GSVD was first used in 2003 to analyse microarray expression data from human and budding yeast to identify common and unique pheromone and stress response patterns between these two species [104]. HO-GSVD recently proved effective at identifying pathways important for self-renewal of neural progenitors [136]. GSVD was shown to identify patterns unique to glioblastoma multiforme, a type of brain tumour, which was useful for prognostic purposes [137]. Similarly, genelets that are active in normal samples were identified [138]. These genelet signals were then removed from the total signal in cancer samples, revealing a cancer-specific signature [138]. Both of these studies demonstrated that signatures unique to the cancer had a strong signal for genes duplicated in the cancer [137, 138], as is common in cancers, suggesting that identified profiles reflect the oncogenic events in the genome.
It is not surprising that differential co-expression methods are growing in popularity as the cost of high-quality expression data decreases. While these methods have not yet been applied to RNA-seq data, recent findings from microarray studies make this an exciting prospect. However, because these methods are sensitive to outliers, they require high-quality data.
Differential co-expression without prior grouping
An alternative method for detecting differentially expressed clusters between subpopulations of data is biclustering. If a data set contains several biologically distinct but unknown sample groups, biclustering can identify genes with a similar expression pattern in only a sub-set of the samples without the need for prior sample classification (Figure 3F). This is particularly useful when such information is not available, as can be the case for large-scale single-cell RNA-seq experiments like those using the Drop-seq system [139] or inDrop [140].
In a clinical study it is often possible to predefine groups of healthy and diseased samples. However, the same disease can manifest through different mechanisms. This is a scenario common in cancer, where different mutations can lead to different alterations in co-expression patterns but a similar phenotype [7]. Biclustering allows researchers to disentangle the mechanisms in the cases where predefining biologically relevant sample groups is difficult. For this purpose, biclustering is more effective than other co-expression analysis methods [7].
Cheng et al. were first to use biclustering in co-expression analysis [141], followed by the development and application of many more biclustering approaches (reviewed by Pontes et al. [106]). The choice of biclustering method depends on the number of samples and factors such as whether the samples are species- or tissue-specific and whether the included samples constitute disease phenotypes and/or different time points. Biclustering methods can be computationally challenging depending on the method used [106]. Methods should be selected carefully because different biclustering approaches can have varying results in the same data set [142].

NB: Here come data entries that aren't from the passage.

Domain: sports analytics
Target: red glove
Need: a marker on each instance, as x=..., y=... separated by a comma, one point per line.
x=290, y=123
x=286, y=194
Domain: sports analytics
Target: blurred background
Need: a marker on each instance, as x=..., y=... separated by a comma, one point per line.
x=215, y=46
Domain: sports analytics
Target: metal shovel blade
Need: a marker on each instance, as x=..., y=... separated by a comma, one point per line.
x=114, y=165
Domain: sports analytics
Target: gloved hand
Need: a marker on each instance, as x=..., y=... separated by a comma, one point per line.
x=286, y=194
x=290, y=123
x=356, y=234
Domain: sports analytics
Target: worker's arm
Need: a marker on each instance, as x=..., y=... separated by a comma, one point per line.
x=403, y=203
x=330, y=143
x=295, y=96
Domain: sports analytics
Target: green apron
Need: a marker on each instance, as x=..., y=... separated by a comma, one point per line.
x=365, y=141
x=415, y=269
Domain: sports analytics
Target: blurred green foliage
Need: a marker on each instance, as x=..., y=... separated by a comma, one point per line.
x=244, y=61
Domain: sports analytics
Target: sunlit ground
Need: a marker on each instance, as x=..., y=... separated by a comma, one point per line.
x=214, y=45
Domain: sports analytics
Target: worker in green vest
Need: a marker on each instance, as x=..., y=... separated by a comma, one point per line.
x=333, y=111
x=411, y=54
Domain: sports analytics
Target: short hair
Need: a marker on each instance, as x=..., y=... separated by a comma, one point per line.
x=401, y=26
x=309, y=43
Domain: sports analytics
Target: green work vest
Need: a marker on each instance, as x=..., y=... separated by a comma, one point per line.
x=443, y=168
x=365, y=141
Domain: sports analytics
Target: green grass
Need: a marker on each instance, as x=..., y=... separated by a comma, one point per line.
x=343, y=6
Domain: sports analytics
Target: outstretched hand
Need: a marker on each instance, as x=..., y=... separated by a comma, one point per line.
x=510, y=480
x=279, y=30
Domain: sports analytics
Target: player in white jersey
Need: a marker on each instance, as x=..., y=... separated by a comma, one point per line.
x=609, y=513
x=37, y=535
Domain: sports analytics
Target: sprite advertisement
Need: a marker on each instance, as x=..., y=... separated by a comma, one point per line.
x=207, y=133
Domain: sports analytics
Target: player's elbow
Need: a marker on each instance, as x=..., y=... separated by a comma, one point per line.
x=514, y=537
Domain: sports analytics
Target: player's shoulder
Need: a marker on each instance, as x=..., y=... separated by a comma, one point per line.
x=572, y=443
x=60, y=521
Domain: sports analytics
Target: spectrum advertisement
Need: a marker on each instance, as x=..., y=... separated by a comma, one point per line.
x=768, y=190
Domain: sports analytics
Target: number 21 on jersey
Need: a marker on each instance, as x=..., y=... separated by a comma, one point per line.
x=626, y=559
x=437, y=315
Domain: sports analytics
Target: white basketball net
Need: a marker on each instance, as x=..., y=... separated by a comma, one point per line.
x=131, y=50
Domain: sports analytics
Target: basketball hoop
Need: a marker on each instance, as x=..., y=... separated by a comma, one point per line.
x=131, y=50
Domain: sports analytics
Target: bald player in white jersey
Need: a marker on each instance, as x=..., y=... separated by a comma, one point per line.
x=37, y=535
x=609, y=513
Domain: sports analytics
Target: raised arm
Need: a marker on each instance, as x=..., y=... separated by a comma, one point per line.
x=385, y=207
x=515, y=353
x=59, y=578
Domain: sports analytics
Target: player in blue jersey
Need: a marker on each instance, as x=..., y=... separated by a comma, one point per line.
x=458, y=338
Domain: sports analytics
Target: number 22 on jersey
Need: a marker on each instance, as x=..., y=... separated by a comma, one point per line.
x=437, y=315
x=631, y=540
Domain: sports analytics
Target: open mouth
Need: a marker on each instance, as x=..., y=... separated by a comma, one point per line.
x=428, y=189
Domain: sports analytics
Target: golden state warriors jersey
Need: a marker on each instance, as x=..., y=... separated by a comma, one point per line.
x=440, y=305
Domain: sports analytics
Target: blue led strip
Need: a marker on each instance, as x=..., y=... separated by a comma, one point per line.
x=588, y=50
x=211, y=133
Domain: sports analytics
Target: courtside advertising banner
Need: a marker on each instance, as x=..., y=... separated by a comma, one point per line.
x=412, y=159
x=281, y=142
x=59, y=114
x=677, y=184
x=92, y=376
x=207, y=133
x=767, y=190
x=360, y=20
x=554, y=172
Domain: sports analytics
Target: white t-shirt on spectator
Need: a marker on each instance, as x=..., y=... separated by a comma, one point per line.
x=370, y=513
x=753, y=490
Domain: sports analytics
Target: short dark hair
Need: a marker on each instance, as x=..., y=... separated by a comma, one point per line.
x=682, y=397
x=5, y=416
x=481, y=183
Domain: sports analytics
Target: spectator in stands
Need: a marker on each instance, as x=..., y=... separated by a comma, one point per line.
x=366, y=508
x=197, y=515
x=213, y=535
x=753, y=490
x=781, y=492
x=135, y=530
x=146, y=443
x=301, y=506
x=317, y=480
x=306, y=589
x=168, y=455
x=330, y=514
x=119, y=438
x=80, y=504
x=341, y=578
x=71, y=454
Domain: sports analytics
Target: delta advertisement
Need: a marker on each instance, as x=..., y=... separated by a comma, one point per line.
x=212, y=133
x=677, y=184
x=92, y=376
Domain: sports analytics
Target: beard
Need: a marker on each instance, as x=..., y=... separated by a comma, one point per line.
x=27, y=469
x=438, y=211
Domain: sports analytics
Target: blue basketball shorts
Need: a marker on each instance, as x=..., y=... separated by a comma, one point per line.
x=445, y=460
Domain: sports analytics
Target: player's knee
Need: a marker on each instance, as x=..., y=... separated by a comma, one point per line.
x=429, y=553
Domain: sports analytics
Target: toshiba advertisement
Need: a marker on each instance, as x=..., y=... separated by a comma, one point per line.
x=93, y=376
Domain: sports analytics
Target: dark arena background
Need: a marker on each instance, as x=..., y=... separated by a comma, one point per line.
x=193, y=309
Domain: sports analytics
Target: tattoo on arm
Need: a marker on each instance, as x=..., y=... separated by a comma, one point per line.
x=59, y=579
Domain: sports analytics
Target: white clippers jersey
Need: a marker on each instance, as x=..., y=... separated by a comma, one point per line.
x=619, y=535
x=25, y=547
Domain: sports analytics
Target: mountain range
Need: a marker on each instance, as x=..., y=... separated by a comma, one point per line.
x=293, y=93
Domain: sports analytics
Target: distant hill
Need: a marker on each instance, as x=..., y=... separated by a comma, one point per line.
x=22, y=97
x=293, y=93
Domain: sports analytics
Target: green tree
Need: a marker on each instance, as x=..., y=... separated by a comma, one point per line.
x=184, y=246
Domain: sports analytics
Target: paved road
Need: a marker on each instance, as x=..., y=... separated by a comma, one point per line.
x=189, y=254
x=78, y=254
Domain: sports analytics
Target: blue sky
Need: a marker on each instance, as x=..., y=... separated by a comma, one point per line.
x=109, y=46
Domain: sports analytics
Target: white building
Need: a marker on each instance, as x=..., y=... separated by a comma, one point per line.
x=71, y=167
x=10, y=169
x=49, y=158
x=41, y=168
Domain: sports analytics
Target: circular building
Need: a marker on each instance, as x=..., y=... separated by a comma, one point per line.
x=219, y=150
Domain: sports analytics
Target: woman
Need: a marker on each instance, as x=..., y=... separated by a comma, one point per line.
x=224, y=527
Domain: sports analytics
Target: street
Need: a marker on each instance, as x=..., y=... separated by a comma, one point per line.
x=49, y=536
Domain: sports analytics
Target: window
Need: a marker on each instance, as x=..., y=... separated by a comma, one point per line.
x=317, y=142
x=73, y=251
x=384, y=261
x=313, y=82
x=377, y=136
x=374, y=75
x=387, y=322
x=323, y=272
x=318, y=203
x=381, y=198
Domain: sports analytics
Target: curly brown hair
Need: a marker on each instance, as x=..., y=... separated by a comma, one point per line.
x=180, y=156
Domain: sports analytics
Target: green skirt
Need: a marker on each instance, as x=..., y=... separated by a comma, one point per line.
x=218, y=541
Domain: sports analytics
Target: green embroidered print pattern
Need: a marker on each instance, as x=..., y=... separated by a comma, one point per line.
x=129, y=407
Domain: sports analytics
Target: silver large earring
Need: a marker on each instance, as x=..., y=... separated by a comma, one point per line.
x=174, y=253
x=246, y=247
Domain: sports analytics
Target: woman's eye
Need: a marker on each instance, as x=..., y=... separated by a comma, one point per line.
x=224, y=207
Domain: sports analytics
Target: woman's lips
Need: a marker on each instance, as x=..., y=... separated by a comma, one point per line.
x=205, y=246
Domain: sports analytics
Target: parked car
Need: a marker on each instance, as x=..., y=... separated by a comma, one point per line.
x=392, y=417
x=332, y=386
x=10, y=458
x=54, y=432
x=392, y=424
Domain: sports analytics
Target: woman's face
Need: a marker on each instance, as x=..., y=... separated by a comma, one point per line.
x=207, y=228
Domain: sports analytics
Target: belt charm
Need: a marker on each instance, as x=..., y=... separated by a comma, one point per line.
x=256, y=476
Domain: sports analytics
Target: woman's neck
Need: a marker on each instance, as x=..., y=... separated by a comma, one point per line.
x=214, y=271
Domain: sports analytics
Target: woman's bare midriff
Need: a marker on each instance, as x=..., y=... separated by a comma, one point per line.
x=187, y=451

Biclustering approaches were recently applied to RNA-seq-based expression data. Analysis of the expression data from several developmental stages of worm and fruit fly, by identifying biclusters containing similar orthologous gene sets unique to different developmental stages between the two species, led to the identification of genes with a similar, and thus conserved, function in development [132]. Biclustering has also been applied to single-cell RNA-seq data [5]. Because biclustering groups genes and samples simultaneously, it enabled the simultaneous identification of groups of cell types and corresponding gene modules to reveal 49 different cell types and their corresponding cell-type-specific gene modules, results that were later supported by experimental validation [5]. With the emergence of single-cell RNA-seq, biclustering methods may be able to identify cell-type-specific modules that are present in diseased but not in healthy cells.
Another biclustering method identified miRNAs deregulated in breast cancer through their presence in biclusters unique to cancer samples [7]. These miRNAs have been suggested as markers for diagnosis and treatment response [7]. Biclustering has also been used to identify tightly co-expressed sets of protein-coding genes unique to subpopulations of cancer patients, which could be used to understand patient prognosis and to further precision medicine approaches [18, 20]. In another cancer data set, a three-dimensional clustering method (triclustering) was used to identify genes co-expressed across subpopulations of samples and time points [6]. This method effectively identified several known breast cancer genes in a breast cancer cell line by identifying hub genes in triclusters differentially expressed between cancer samples at early and late time points using the eigengene changes between the samples of each tricluster [6].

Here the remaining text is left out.